5. Define the metric and target for every stage so the funnel is debuggable, not just designed.
#INFORMATION ABOUT ME:
- My business and offer: [BUSINESS_AND_OFFER]
- Price point: [PRICE]
- Target customer and where they are in their awareness journey: [CUSTOMER_AND_AWARENESS]
- My existing traffic sources: [TRAFFIC_SOURCES]
- My existing email list size and quality: [LIST]
- My current conversion rate or sales volume: [CURRENT_PERFORMANCE]
#RESPONSE FORMAT:
Funnel Architecture:
Stage 1 — Cold Traffic Acquisition:
- Goal: [What this stage achieves]
- Channel(s): [Recommended traffic sources]
- Asset: [Specific content type]
- CTA: [Next step]
- Target conversion: [%]
Stage 2 — Lead Capture:
- Goal: [Achievement]
- Lead magnet: [Specific asset]
- CTA: [Next step]
- Target conversion: [%]
Stage 3 — Nurture:
- Goal: [Achievement]
- Sequence: [Email or content sequence outline]
- CTA: [Next step]
- Target conversion: [%]
Stage 4 — Conversion Offer:
- Goal: [Achievement]
- Offer structure: [Specific offer]
- CTA: [Next step]
- Target conversion: [%]
Stage 5 — Post-Purchase / Ascension:
- Goal: [Achievement]
- Asset: [Specific content or offer]
- CTA: [Next step]
- Target conversion: [%]
Top 3 Optimization Priorities:
1. [Optimization] — [Why this is highest leverage]
2. [Optimization] — [Reason]
3. [Optimization] — [Reason]
Diagnostic Checklist:
- [What to measure at each stage]
- [How to interpret weak numbers]
How to Use
- Be specific about your price point and offer. A $19 ebook funnel and a $5,000 coaching funnel share almost no architecture — the model can only get this right if you tell it precisely.
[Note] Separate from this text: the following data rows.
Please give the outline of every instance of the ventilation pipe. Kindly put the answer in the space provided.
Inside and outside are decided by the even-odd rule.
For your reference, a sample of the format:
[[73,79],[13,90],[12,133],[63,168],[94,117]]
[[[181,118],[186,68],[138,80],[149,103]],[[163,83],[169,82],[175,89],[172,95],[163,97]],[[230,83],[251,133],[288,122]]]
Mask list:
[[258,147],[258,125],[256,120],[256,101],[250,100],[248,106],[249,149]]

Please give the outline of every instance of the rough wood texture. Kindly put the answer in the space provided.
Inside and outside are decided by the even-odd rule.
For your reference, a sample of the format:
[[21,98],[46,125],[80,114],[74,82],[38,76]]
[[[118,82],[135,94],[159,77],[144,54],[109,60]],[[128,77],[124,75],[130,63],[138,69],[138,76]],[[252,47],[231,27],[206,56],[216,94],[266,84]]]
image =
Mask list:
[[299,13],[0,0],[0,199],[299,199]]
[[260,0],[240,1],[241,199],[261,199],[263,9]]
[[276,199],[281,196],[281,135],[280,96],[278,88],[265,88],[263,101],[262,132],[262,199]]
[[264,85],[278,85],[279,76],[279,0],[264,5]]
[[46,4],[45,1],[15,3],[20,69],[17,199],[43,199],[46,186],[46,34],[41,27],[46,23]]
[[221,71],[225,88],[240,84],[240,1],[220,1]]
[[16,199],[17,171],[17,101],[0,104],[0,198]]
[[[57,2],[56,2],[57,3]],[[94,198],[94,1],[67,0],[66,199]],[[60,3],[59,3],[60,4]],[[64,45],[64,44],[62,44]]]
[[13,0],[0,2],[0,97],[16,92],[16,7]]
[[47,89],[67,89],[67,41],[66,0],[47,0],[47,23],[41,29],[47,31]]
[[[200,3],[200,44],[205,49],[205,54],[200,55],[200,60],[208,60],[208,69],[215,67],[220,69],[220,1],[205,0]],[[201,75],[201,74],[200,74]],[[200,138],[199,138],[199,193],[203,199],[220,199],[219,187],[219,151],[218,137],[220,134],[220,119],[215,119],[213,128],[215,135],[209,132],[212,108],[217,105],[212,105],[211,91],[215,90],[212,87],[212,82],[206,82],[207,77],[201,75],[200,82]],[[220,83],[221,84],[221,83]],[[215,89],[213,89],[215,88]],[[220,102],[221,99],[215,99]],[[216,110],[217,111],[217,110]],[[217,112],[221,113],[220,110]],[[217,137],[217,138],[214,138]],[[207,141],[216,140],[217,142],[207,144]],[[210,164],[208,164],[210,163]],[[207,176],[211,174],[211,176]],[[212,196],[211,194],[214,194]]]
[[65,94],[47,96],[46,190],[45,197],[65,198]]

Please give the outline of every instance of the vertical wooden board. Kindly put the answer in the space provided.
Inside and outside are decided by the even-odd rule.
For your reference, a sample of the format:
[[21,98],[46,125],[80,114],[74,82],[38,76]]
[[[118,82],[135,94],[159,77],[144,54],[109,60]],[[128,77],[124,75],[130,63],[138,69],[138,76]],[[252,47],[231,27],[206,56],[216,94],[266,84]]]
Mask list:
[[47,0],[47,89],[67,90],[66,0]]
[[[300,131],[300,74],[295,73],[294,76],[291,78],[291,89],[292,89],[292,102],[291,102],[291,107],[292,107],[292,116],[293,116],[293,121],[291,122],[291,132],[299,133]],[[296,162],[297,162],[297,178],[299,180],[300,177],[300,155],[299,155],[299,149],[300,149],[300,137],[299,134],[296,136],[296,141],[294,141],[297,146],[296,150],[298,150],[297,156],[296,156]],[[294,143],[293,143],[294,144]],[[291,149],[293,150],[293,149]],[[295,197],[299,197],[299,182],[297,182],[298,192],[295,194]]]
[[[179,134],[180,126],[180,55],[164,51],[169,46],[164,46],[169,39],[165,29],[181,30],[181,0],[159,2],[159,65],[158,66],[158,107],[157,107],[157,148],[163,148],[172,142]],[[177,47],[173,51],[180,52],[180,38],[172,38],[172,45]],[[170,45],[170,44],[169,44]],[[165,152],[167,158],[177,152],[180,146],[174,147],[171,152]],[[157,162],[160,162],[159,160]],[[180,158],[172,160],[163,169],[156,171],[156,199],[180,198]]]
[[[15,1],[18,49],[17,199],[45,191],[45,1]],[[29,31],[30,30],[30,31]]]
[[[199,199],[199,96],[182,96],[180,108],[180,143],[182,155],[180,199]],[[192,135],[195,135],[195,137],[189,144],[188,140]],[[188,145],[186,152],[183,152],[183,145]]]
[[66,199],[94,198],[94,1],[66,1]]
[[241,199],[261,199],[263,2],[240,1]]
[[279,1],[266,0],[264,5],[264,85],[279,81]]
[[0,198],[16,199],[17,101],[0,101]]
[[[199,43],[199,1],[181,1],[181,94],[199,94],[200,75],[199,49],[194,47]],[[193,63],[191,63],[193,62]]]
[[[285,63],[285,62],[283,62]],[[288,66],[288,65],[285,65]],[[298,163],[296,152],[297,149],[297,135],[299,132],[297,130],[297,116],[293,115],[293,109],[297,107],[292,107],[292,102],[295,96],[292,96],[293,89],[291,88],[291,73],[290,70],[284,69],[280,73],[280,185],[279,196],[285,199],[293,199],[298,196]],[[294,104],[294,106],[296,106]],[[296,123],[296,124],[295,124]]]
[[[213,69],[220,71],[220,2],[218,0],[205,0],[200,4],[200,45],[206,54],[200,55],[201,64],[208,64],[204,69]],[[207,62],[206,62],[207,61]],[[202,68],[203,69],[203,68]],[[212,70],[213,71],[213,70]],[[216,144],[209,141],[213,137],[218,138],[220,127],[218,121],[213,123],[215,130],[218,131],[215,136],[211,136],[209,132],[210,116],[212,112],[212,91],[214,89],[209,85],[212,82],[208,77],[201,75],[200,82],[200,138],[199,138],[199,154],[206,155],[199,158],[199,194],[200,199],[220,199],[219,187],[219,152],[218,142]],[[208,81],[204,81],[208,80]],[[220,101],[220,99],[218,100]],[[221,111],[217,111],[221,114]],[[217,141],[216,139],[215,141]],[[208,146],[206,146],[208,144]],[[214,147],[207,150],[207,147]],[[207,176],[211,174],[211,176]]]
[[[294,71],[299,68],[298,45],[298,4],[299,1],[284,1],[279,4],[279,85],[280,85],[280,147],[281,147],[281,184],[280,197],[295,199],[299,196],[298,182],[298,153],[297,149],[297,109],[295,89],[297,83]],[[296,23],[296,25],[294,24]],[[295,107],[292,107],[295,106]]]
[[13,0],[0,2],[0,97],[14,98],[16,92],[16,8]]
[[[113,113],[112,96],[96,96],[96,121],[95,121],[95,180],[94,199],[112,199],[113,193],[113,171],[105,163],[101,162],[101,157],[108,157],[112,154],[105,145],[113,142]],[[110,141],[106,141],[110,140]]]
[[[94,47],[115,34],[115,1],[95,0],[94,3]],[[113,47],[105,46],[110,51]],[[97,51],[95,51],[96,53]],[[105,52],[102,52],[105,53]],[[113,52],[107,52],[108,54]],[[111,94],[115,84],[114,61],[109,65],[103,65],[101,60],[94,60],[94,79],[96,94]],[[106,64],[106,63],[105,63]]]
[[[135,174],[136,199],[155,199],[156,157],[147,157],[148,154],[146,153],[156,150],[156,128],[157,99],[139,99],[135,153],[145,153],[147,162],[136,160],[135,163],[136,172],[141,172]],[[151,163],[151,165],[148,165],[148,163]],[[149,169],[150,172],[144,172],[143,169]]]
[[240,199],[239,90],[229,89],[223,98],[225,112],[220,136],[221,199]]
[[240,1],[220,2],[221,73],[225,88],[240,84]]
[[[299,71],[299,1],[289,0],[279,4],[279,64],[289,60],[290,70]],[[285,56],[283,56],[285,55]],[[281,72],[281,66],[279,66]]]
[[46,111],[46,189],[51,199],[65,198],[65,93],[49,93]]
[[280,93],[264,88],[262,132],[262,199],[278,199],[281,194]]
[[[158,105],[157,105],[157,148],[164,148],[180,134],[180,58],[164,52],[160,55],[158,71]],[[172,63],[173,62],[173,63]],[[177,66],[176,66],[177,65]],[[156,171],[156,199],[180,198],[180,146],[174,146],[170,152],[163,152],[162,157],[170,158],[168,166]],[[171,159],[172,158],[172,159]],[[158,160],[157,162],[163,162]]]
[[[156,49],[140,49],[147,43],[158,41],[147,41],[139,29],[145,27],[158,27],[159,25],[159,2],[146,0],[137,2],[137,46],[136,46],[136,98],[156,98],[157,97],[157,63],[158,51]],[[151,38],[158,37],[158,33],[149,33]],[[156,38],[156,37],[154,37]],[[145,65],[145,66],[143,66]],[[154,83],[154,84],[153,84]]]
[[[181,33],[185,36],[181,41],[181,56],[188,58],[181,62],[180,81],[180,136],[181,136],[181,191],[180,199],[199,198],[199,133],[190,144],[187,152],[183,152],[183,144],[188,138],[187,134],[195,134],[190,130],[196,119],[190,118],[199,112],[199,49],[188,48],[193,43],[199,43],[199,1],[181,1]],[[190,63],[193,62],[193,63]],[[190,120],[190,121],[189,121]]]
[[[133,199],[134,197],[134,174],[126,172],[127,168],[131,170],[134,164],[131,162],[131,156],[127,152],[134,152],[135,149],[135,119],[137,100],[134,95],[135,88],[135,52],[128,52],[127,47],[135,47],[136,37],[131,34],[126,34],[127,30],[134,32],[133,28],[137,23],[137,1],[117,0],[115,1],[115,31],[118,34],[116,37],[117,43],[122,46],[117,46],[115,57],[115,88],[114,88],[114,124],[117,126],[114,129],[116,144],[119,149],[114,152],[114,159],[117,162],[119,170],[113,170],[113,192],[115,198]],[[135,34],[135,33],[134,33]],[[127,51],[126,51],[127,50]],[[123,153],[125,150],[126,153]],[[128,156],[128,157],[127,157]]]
- Include current conversion rates if you have them. The model uses them to calibrate where to recommend optimization first.
- After running the prompt, instrument every stage. A funnel without measurement is a guess; with measurement, it becomes a diagnosable system.
- Implement the top 3 optimizations one at a time and measure each independently. Stacking changes prevents you from learning what worked.
Example Input
## Information about me
- My business and offer: A 6-week online course teaching freelance designers how to land $5K+ retainer clients
- Price point: $797 (or 3 payments of $297)
- Target customer: Freelance designers earning $40–80K/year, mostly project-based, want predictable monthly income
- Existing traffic sources: LinkedIn organic posts (~2K followers), occasional podcast guest spots
- Existing email list: 1,200 subscribers, ~25% open rate, mostly cold from a 2-year-old lead magnet
- Current performance: 1–2 sales per launch, no consistent funnel
Tips
- Audit awareness before building anything. If your top-of-funnel content is product-aware but your traffic is problem-aware, the funnel will leak no matter how well-designed the rest is.
- Treat the lead magnet as a qualifier, not a giveaway. A great lead magnet attracts your buyer and repels the rest. A bad one inflates your list with people who will never purchase.
- Write the conversion offer first, then design the funnel backward. Funnels built around weak offers cannot be saved by clever email sequences.
- Measure stage-to-stage conversion, not just total conversion. "1.2% end-to-end" tells you nothing about where to fix; "92% landing → 14% lead → 4% sale" tells you exactly.
- Re-run the prompt when your price point changes. Adding a higher-tier offer or moving from one-time to subscription changes the funnel architecture more than most founders expect.